J’avais découvert Colm Toibin avec sa biographie romancée de Henry James « Le maître ». J’étais donc ravie de retrouver l’auteur irlandais dans le même exercice. « Le magicien », surnom donné à Thomas Mann par ses enfants, est une fresque familiale couvrant la vie de l’auteur de « La montagne magique » de 1891 à Lübeck à 1950 à Los Angeles. Colm Toibin passe assez rapidement sur l’enfance et la jeunesse de Thomas Mann, de nombreux drames émaillent sa vie, et il se concentre sur la période de la seconde guerre mondiale. Ce choix m’a semblé pertinent et c’est ce qui m’intéressait le plus dans la vie de l’écrivain allemand. Durant la première guerre mondiale, Thomas Mann était un nationaliste, un va-t-en-guerre. Même s’il n’a jamais soutenu le parti national-socialiste, il a mis du temps à le dénoncer publiquement. Et c’est cette hésitation qui m’intéressait chez lui, notamment au regard des positions très fortes de ses deux aînés Erika et Klaus.
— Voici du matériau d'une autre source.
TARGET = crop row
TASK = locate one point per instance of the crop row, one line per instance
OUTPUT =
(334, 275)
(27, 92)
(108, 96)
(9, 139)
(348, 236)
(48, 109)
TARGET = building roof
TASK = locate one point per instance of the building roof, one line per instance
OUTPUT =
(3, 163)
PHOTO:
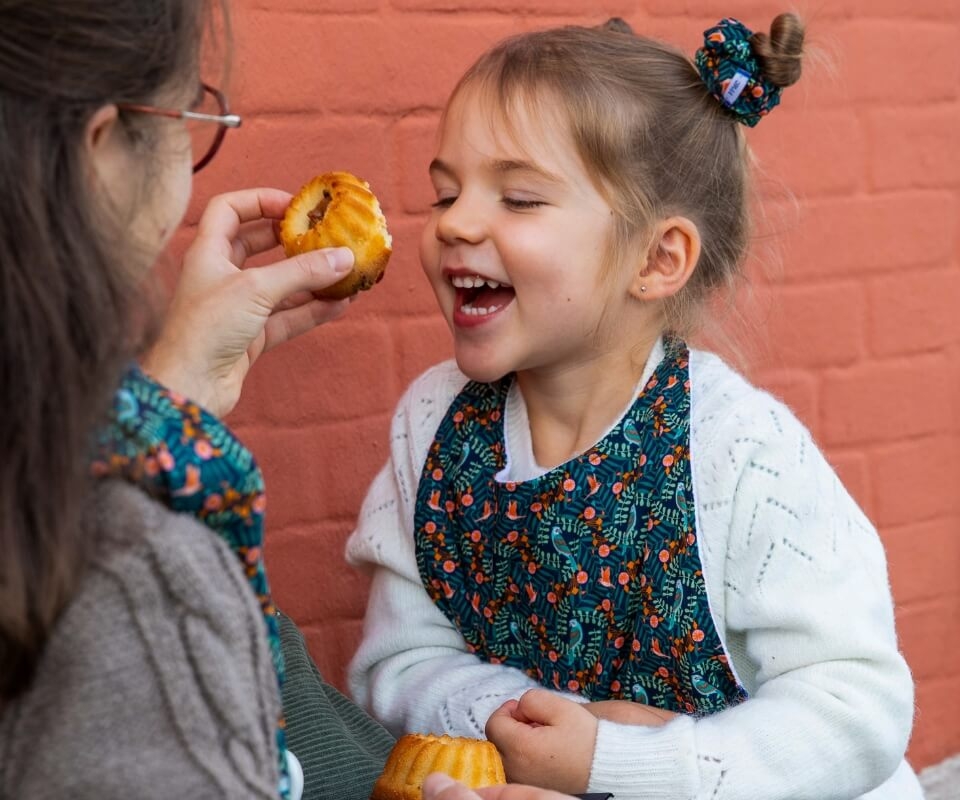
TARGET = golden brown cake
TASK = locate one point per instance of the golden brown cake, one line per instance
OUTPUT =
(473, 762)
(338, 209)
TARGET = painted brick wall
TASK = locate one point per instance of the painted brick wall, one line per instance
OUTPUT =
(862, 331)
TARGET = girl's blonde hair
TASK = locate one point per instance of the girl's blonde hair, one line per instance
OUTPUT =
(646, 127)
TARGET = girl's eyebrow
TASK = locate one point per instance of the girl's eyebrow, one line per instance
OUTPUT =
(501, 166)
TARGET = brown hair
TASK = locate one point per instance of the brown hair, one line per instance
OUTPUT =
(67, 292)
(644, 123)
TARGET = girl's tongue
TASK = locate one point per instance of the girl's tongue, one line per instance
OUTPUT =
(483, 297)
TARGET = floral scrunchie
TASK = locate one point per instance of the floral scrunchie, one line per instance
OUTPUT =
(732, 73)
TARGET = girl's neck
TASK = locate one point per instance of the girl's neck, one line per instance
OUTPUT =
(571, 407)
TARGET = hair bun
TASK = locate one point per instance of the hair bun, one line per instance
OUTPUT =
(617, 25)
(780, 52)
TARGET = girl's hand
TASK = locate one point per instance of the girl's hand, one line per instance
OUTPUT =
(545, 740)
(626, 712)
(442, 787)
(223, 317)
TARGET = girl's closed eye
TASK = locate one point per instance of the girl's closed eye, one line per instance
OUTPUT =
(517, 203)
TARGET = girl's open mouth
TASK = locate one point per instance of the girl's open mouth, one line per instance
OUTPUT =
(479, 297)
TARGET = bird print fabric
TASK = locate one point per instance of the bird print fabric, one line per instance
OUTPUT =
(587, 578)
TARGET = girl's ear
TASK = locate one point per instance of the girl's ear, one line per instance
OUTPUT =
(671, 259)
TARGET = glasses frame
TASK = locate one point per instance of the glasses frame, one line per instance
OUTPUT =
(224, 120)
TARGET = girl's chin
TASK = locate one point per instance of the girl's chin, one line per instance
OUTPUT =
(482, 370)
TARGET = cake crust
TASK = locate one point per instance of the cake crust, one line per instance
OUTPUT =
(474, 762)
(338, 209)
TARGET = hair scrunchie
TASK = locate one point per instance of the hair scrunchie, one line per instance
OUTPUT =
(733, 74)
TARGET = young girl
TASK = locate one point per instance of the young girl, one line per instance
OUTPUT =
(581, 502)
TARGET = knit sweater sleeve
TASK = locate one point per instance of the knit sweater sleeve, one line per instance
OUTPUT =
(806, 614)
(157, 681)
(412, 670)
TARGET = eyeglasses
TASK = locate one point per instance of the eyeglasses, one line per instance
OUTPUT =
(205, 139)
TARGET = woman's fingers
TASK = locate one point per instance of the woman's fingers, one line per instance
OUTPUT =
(306, 272)
(286, 325)
(225, 213)
(253, 238)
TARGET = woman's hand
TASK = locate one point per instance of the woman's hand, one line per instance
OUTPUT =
(545, 740)
(442, 787)
(223, 317)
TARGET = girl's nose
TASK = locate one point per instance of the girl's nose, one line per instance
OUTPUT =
(461, 221)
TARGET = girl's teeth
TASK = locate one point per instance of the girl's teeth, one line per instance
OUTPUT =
(474, 282)
(476, 311)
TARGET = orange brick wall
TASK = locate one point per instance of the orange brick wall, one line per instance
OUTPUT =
(861, 319)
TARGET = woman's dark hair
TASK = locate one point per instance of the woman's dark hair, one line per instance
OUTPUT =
(67, 291)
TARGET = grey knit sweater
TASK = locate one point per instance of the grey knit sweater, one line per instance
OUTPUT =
(157, 681)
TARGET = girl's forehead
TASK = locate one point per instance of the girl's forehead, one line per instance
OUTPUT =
(524, 126)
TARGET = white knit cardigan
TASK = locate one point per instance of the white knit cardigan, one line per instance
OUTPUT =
(797, 584)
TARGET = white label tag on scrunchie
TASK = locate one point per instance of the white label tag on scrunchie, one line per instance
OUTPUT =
(736, 86)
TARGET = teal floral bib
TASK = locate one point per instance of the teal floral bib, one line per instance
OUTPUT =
(588, 578)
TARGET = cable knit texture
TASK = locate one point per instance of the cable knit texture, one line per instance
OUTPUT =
(157, 681)
(797, 583)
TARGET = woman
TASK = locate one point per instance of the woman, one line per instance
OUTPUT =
(133, 659)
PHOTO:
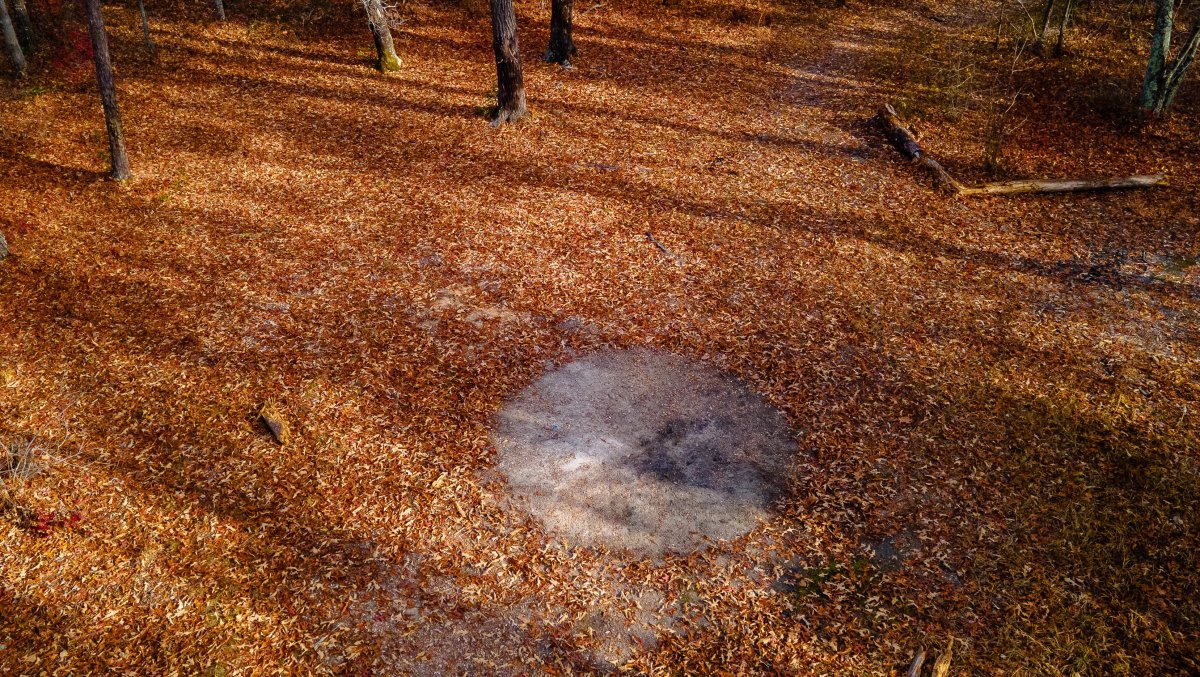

Colm Toibin n’édulcore pas son portrait de Thomas Mann. Il nous livre un portrait lucide, celui d’un homme qui ne fut ni un héros ni un antihéros mais avant tout un écrivain. En attendant 1930 pour dénoncer le régime nazi, il retarde le moment où ses livres seront interdits à la vente. Lui, qui est supposé incarner la quintessence de l’âme allemande, n’a pas su voir ce qui arrivait à son pays. « Rien ne l’avait préparé à devoir fuir son propre pays. Il n’avait pas su déchiffrer les signes avant-coureurs. Il avait échoué à comprendre l’Allemagne, ce lieu-là même qui était censé être gravé dans son âme. » Thomas Mann est d’ailleurs montré comme un homme en retrait, absent au monde et aux siens. Son rapport à ses enfants est extrêmement conflictuel. La littérature passe toujours avant eux. Colm Toibin ne cache pas non plus le penchant de Thomas Mann pour les jeunes hommes mais également son besoin de respectabilité. C’est pourquoi il épouse Katia dont la famille est bourgeoise et cultivée. Cette biographie la montre comme le personnage central de la famille et Colm Toibin souligne sa vive intelligence.
En plus du portrait de la famille Mann, Colm Toibin explique à plusieurs reprises la genèse, le point de départ des principaux romans de l’écrivain allemand. On voit à quel point il observe ce qui l’entoure, il réutilise ce qu’il vit, ce qu’il ressent pour nourrir ses œuvres de fiction, ce qui lui sera reproché par ses enfants.
« Le magicien » est le résultat d’impressionnantes recherches de la part de Colm Toibin. Malgré quelques longueurs, le portrait de Thomas Mann et de sa famille est captivant et fascinant.